Jubilee Church

Piazza Largo Terzo Millennio, 8, Roma, Italy

The Jubilee Church (La Chiesa del Dio Padre Misericordioso), conceived as part of Pope John Paul II’s millennium initiative to rejuvenate parish life within Italy, is located outside central Rome. The triangular site is articulated three ways: first, dividing the sacred realm to the south, where the nave is located, from the secular precinct to the north; second, separating the approach on foot from the housing situated in the east; and third, again separating the approach on foot, from the parking lot situated to the west.

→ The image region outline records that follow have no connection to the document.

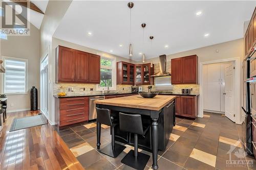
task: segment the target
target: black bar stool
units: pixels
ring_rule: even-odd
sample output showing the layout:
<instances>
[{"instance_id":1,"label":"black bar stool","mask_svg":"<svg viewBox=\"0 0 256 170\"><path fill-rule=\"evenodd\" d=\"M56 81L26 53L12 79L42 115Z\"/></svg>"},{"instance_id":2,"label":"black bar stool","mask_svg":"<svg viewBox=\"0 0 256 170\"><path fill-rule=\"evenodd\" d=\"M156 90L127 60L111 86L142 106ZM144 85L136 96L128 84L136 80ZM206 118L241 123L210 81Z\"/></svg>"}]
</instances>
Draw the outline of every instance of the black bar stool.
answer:
<instances>
[{"instance_id":1,"label":"black bar stool","mask_svg":"<svg viewBox=\"0 0 256 170\"><path fill-rule=\"evenodd\" d=\"M131 150L121 162L136 169L144 169L150 156L138 152L138 135L144 136L151 125L143 127L140 115L122 113L119 113L119 123L120 130L134 133L134 150Z\"/></svg>"},{"instance_id":2,"label":"black bar stool","mask_svg":"<svg viewBox=\"0 0 256 170\"><path fill-rule=\"evenodd\" d=\"M118 121L114 119L114 117L111 116L110 110L99 109L97 107L96 109L97 112L97 148L99 149L100 147L101 124L110 126L111 143L101 149L99 152L112 157L116 158L126 148L122 145L115 143L114 128L118 125Z\"/></svg>"}]
</instances>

The paved sagrato to the east of the church extends into the heart of the housing complex and provides an open plaza for public assembly. The northern half of the site is divided into two courts: the eastern one is below ground by a full story, providing light and access to the lowest floor of the community center.

The proportional structure of the entire complex is based on a series of squares and four circles. Three circles of equal radius generate the profiles of the three concrete shells that, together with the spine-wall, make up the body of the nave. Glazed skylights suspended between the shells are lit by zenithal sidelight, and the nave is enlivened by a constantly changing pattern of light and shade. The light is diffused over the inner volume of the church and varies according to the hour, the weather, and the season, imparting a particular character to the aspects of the interior.

Museo dell’Ara Pacis

Lungotevere in Augusta corner to via Tomacelli, Rome, Italy

Museum of the Ara Pacis is situated on the bank of the Tiber River, located on the western edge of the Piazza Augusto Imperatore. It is designed as a renewed space by architect Richard Meier to house the Ara Pacis, a sacrificial altar dating to 9 B.C.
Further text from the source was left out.